Scientists find that restoration efforts only solve half the problem

Jan 25, 2012 13:46 GMT  ·  By

A wetland that has been destroyed, and then restored, never fully recovers from its ordeal. This is the conclusion of a new study by experts at the University of California in Berkeley (UCB). The research is meant to be a warming for policymakers and the billion-dollar wetland restoration industry.

The main goal in this field is to restore the wetland ecosystems to their former glory. Over the past 100 years or so, numerous such habitats have been destroyed or damaged by human development of other causes. Their absence triggered a cascade of ecosystemic repercussions that are very difficult to handle.

In the new study, experts analyzed data on numerous restored wetlands, and then compared them with ones that have yet to be tainted. The quality of a natural wetland was found to be unachievable in the restored areas, the UCB group reports.

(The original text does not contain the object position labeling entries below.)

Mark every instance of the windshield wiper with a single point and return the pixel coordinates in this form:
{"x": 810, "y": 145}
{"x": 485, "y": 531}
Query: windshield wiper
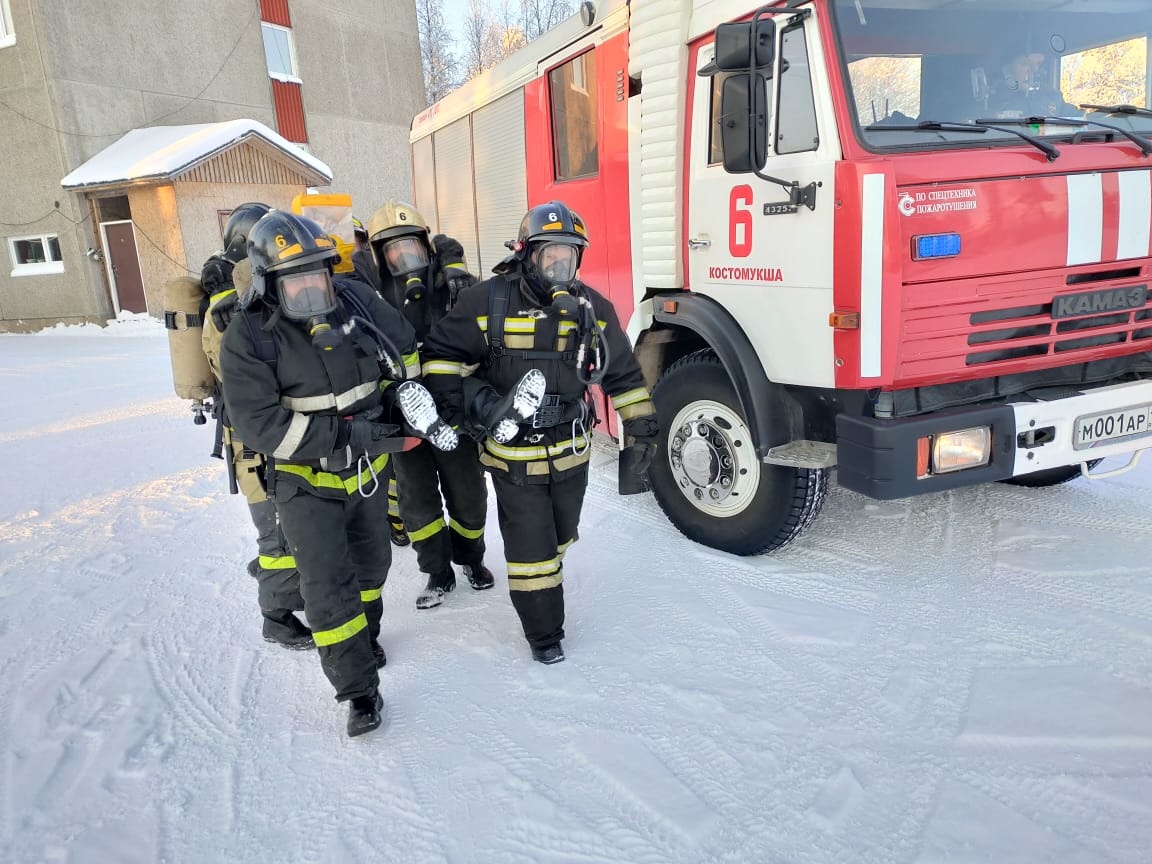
{"x": 947, "y": 126}
{"x": 1119, "y": 110}
{"x": 1139, "y": 141}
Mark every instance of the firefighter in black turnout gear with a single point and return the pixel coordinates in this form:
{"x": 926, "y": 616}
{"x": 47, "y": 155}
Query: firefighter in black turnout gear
{"x": 309, "y": 366}
{"x": 364, "y": 265}
{"x": 422, "y": 279}
{"x": 535, "y": 313}
{"x": 274, "y": 569}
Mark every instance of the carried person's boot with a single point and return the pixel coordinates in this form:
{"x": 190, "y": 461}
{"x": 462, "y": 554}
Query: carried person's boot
{"x": 439, "y": 584}
{"x": 364, "y": 713}
{"x": 283, "y": 628}
{"x": 418, "y": 407}
{"x": 479, "y": 576}
{"x": 500, "y": 416}
{"x": 548, "y": 654}
{"x": 398, "y": 535}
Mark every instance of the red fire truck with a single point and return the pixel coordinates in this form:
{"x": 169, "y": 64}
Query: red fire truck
{"x": 907, "y": 239}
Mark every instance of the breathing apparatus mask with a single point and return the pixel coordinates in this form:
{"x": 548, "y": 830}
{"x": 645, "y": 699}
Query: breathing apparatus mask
{"x": 407, "y": 258}
{"x": 551, "y": 270}
{"x": 308, "y": 297}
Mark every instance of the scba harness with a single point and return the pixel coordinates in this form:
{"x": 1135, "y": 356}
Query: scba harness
{"x": 555, "y": 409}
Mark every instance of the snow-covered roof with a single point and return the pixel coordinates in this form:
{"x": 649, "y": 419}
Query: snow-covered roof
{"x": 164, "y": 152}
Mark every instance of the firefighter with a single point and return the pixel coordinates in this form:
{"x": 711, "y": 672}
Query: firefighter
{"x": 1024, "y": 89}
{"x": 422, "y": 280}
{"x": 365, "y": 268}
{"x": 274, "y": 569}
{"x": 536, "y": 313}
{"x": 308, "y": 368}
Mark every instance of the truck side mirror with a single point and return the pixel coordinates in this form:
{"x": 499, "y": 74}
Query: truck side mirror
{"x": 743, "y": 122}
{"x": 732, "y": 45}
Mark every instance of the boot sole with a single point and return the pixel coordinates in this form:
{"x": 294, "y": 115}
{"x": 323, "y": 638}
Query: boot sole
{"x": 529, "y": 394}
{"x": 370, "y": 726}
{"x": 418, "y": 407}
{"x": 292, "y": 645}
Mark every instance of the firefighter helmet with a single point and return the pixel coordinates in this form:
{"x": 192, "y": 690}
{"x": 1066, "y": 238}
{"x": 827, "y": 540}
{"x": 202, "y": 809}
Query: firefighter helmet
{"x": 550, "y": 244}
{"x": 237, "y": 228}
{"x": 282, "y": 242}
{"x": 400, "y": 239}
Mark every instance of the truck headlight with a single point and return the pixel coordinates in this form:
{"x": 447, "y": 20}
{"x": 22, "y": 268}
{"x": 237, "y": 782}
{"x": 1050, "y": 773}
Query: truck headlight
{"x": 957, "y": 451}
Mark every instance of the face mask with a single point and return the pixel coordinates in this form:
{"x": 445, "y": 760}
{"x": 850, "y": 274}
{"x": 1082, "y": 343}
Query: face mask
{"x": 407, "y": 258}
{"x": 309, "y": 297}
{"x": 556, "y": 264}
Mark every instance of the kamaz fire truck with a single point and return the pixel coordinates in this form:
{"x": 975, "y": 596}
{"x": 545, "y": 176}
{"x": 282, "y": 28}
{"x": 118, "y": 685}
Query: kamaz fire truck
{"x": 904, "y": 239}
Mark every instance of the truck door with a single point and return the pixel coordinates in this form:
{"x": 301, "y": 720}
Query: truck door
{"x": 770, "y": 265}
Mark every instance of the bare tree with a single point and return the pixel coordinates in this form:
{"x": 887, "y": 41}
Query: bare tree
{"x": 537, "y": 16}
{"x": 482, "y": 39}
{"x": 441, "y": 69}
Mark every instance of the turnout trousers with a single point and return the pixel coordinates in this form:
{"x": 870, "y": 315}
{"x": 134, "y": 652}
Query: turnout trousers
{"x": 430, "y": 479}
{"x": 342, "y": 553}
{"x": 538, "y": 522}
{"x": 278, "y": 582}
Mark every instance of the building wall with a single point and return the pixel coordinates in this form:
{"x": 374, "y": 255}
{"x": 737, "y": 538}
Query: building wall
{"x": 32, "y": 201}
{"x": 197, "y": 205}
{"x": 95, "y": 69}
{"x": 360, "y": 61}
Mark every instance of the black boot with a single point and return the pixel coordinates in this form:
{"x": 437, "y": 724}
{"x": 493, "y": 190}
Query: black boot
{"x": 381, "y": 659}
{"x": 548, "y": 654}
{"x": 364, "y": 713}
{"x": 283, "y": 628}
{"x": 398, "y": 535}
{"x": 418, "y": 407}
{"x": 479, "y": 576}
{"x": 439, "y": 584}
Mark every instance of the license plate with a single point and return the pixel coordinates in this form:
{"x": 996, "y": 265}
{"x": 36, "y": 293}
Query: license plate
{"x": 1096, "y": 429}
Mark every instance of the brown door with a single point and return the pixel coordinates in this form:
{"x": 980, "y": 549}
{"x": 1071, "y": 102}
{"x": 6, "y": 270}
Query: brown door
{"x": 124, "y": 266}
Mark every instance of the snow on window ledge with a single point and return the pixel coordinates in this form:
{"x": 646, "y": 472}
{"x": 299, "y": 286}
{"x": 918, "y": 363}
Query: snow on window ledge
{"x": 37, "y": 270}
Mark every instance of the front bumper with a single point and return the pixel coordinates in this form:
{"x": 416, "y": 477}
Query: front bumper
{"x": 877, "y": 457}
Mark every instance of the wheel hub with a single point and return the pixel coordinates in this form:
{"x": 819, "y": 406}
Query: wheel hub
{"x": 703, "y": 462}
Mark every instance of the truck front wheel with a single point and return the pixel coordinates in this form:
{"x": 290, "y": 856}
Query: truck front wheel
{"x": 707, "y": 478}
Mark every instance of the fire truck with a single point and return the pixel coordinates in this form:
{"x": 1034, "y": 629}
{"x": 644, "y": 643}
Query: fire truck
{"x": 904, "y": 239}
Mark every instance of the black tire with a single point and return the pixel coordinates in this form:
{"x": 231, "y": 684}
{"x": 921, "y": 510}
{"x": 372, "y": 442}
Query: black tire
{"x": 780, "y": 501}
{"x": 1051, "y": 477}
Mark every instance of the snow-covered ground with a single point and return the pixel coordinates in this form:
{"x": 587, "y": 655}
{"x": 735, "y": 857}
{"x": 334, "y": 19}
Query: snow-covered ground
{"x": 962, "y": 677}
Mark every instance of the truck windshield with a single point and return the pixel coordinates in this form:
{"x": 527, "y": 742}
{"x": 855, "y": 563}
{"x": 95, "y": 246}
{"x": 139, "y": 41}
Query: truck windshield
{"x": 918, "y": 69}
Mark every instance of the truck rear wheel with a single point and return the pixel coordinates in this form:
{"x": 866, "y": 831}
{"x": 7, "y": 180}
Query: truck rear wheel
{"x": 707, "y": 478}
{"x": 1051, "y": 477}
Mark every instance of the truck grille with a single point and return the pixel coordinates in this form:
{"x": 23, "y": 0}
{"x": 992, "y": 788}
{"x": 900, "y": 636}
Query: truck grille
{"x": 957, "y": 330}
{"x": 1029, "y": 338}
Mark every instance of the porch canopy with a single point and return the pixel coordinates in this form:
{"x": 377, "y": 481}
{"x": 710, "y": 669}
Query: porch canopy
{"x": 235, "y": 150}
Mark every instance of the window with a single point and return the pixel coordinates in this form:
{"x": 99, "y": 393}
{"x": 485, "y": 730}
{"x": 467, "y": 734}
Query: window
{"x": 573, "y": 93}
{"x": 279, "y": 52}
{"x": 796, "y": 110}
{"x": 36, "y": 255}
{"x": 7, "y": 35}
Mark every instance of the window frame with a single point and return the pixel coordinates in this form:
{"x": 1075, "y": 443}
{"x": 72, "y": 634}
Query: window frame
{"x": 7, "y": 31}
{"x": 588, "y": 90}
{"x": 294, "y": 76}
{"x": 38, "y": 268}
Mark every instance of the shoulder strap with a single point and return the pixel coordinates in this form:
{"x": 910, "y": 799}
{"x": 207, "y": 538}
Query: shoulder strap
{"x": 498, "y": 311}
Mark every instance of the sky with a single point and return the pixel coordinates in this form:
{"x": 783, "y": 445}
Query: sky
{"x": 956, "y": 677}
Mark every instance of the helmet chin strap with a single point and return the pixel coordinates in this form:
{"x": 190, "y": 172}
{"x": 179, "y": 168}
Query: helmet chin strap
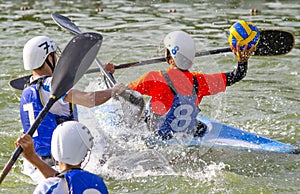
{"x": 51, "y": 65}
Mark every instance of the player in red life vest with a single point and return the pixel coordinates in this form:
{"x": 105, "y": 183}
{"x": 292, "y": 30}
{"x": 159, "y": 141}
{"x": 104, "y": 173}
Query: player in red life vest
{"x": 177, "y": 92}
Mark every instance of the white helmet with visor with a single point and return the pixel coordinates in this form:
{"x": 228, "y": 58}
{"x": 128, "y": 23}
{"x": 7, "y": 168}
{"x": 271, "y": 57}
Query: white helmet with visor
{"x": 71, "y": 142}
{"x": 182, "y": 49}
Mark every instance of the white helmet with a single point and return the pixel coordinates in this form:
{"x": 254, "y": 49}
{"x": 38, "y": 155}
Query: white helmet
{"x": 36, "y": 51}
{"x": 182, "y": 48}
{"x": 71, "y": 142}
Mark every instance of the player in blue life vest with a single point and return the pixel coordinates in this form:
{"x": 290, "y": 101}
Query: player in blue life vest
{"x": 39, "y": 55}
{"x": 71, "y": 143}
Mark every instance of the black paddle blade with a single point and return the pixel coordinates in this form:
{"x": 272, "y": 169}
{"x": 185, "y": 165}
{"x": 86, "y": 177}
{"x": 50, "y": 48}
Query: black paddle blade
{"x": 76, "y": 58}
{"x": 274, "y": 42}
{"x": 65, "y": 23}
{"x": 79, "y": 56}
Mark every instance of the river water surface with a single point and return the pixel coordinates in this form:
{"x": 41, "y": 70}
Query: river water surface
{"x": 265, "y": 102}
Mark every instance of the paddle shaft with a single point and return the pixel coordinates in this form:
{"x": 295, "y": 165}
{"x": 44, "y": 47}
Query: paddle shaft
{"x": 31, "y": 131}
{"x": 63, "y": 79}
{"x": 159, "y": 60}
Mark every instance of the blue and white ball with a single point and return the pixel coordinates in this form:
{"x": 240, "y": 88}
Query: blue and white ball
{"x": 243, "y": 32}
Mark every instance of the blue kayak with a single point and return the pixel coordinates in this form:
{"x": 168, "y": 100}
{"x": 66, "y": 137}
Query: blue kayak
{"x": 224, "y": 136}
{"x": 217, "y": 135}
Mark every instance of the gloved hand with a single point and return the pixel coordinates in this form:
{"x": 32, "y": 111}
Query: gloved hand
{"x": 109, "y": 67}
{"x": 243, "y": 55}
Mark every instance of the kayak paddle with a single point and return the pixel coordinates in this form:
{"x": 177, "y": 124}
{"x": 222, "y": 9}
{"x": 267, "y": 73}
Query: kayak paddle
{"x": 132, "y": 101}
{"x": 272, "y": 43}
{"x": 75, "y": 59}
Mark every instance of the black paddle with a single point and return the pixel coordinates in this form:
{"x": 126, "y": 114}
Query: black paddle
{"x": 272, "y": 43}
{"x": 132, "y": 102}
{"x": 76, "y": 58}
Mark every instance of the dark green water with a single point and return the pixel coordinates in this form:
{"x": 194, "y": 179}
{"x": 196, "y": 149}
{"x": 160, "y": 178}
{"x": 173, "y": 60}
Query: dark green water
{"x": 265, "y": 102}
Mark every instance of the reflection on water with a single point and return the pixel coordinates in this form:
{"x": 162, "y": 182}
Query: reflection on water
{"x": 265, "y": 102}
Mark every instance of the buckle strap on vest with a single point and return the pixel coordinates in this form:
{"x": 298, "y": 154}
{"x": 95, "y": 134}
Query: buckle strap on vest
{"x": 171, "y": 85}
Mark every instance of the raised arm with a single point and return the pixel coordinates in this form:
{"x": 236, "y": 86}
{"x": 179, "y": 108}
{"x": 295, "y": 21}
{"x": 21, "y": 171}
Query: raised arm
{"x": 241, "y": 70}
{"x": 29, "y": 154}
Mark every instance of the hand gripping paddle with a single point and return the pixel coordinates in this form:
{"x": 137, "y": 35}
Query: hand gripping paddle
{"x": 75, "y": 59}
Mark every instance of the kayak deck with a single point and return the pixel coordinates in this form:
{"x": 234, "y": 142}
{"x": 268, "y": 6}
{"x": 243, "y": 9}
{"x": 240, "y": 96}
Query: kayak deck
{"x": 221, "y": 135}
{"x": 216, "y": 135}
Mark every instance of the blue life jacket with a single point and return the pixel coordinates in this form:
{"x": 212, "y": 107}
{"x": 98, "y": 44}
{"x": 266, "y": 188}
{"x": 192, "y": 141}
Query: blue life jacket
{"x": 80, "y": 180}
{"x": 182, "y": 115}
{"x": 30, "y": 106}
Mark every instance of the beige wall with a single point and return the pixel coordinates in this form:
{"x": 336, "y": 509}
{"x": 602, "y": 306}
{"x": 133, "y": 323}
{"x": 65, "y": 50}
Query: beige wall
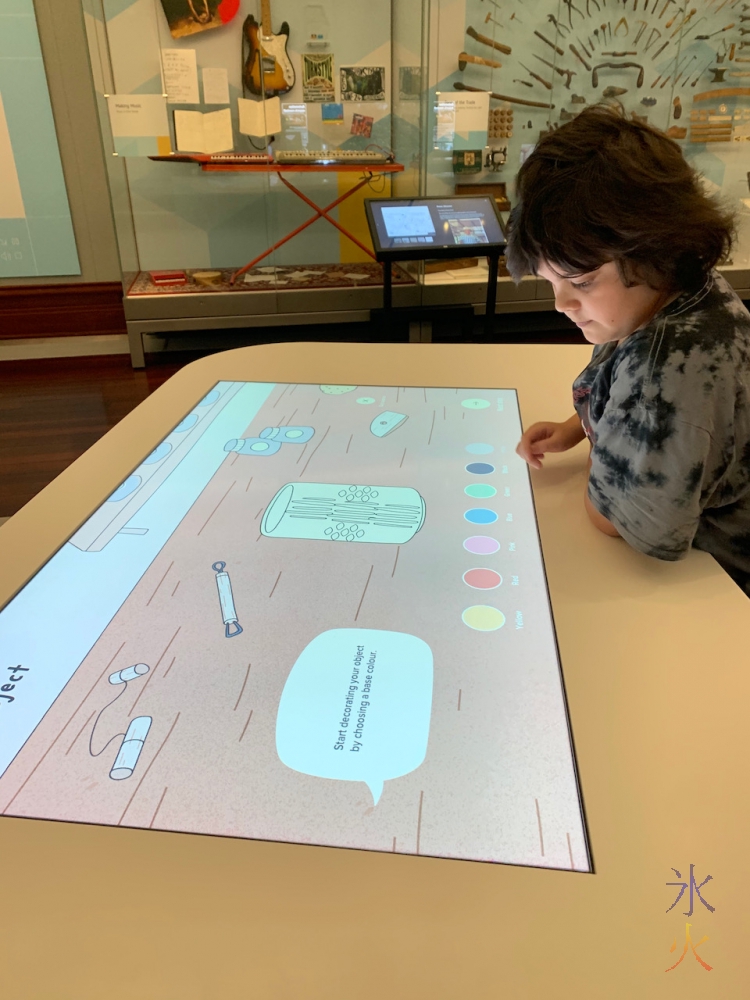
{"x": 66, "y": 58}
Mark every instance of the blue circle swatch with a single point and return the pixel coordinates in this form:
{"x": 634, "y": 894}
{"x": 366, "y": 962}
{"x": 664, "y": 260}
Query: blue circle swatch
{"x": 480, "y": 515}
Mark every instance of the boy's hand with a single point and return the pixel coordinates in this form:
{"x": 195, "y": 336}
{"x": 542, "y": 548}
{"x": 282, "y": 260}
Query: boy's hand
{"x": 548, "y": 436}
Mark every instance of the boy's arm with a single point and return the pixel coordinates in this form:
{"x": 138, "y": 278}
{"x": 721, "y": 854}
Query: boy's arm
{"x": 598, "y": 520}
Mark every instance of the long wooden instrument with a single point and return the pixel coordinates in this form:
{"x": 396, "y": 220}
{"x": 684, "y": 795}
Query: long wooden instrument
{"x": 472, "y": 33}
{"x": 502, "y": 97}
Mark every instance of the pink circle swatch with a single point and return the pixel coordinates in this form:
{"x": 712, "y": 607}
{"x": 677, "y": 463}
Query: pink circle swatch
{"x": 482, "y": 579}
{"x": 481, "y": 545}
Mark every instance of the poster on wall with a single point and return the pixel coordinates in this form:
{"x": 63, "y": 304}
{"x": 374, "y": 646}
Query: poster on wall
{"x": 188, "y": 17}
{"x": 36, "y": 229}
{"x": 317, "y": 79}
{"x": 362, "y": 83}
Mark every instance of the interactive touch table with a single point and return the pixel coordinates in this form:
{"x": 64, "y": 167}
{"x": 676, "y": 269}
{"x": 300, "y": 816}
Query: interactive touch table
{"x": 298, "y": 595}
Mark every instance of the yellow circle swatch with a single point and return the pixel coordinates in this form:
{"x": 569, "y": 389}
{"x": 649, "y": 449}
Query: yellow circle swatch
{"x": 483, "y": 618}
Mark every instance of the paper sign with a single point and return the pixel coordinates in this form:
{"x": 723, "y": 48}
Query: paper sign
{"x": 215, "y": 85}
{"x": 138, "y": 115}
{"x": 259, "y": 118}
{"x": 181, "y": 76}
{"x": 199, "y": 133}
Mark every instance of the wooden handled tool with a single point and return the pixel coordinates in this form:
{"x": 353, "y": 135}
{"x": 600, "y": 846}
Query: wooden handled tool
{"x": 472, "y": 33}
{"x": 464, "y": 58}
{"x": 503, "y": 97}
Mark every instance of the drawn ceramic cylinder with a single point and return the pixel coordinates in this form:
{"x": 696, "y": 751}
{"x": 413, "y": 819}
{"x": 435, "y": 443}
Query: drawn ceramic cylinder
{"x": 128, "y": 673}
{"x": 252, "y": 446}
{"x": 130, "y": 748}
{"x": 341, "y": 513}
{"x": 287, "y": 435}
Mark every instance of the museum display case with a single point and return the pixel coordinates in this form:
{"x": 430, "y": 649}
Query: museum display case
{"x": 243, "y": 136}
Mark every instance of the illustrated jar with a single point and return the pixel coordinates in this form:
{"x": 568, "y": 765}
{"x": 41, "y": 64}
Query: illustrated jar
{"x": 340, "y": 513}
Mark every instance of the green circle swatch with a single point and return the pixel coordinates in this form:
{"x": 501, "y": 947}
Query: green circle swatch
{"x": 480, "y": 490}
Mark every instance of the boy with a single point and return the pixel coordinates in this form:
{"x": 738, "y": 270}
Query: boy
{"x": 610, "y": 213}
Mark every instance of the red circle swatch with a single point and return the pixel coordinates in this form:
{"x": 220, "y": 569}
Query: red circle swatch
{"x": 482, "y": 579}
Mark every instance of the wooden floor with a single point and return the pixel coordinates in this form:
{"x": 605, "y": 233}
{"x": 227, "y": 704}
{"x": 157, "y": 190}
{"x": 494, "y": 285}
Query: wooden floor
{"x": 52, "y": 410}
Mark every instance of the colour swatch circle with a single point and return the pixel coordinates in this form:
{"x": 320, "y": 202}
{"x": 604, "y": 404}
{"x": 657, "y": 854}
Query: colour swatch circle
{"x": 483, "y": 618}
{"x": 480, "y": 491}
{"x": 480, "y": 515}
{"x": 482, "y": 579}
{"x": 482, "y": 545}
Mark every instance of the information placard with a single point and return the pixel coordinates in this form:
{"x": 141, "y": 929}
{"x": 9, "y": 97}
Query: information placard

One of the most significant implications of the new study is that the tactics used by developers – destroy a wetland, and then create another in its stead – are not mitigating the original damage. This practice is very widespread, especially in the United States.

An additional concern is the fact that wetlands are natural carbon dioxide sponges, soaking up the dangerous greenhouse gas, and preventing it from further accelerating global warming. By destroying these habitats, developers contribute to pollution beyond what the construction sites generate directly.

“Once you degrade a wetland, it doesn’t recover its normal assemblage of plants or its rich stores of organic soil carbon, which both affect natural cycles of water and nutrients, for many years,” UCB postdoctoral fellow David Moreno-Mateos explains.

“Even after 100 years, the restored wetland is still different from what was there before, and it may never recover. Wetlands accumulate a lot of carbon, so when you dry up a wetland for agricultural use or to build houses, you are just pouring this carbon into the atmosphere,” the study investigator adds.

The CO2 currently being released in the atmosphere from these sources will linger in the air for centuries, before it is captured by other natural sponges again. Certain types of rocks, peatlands, permafrosts, rainforests and vegetation in general are the most potent carbon sinks on the planet.

Details of the new study were published in the January 24 issue of the peer-reviewed scientific journal PLoS Biology, which is edited by the Public Library of Science.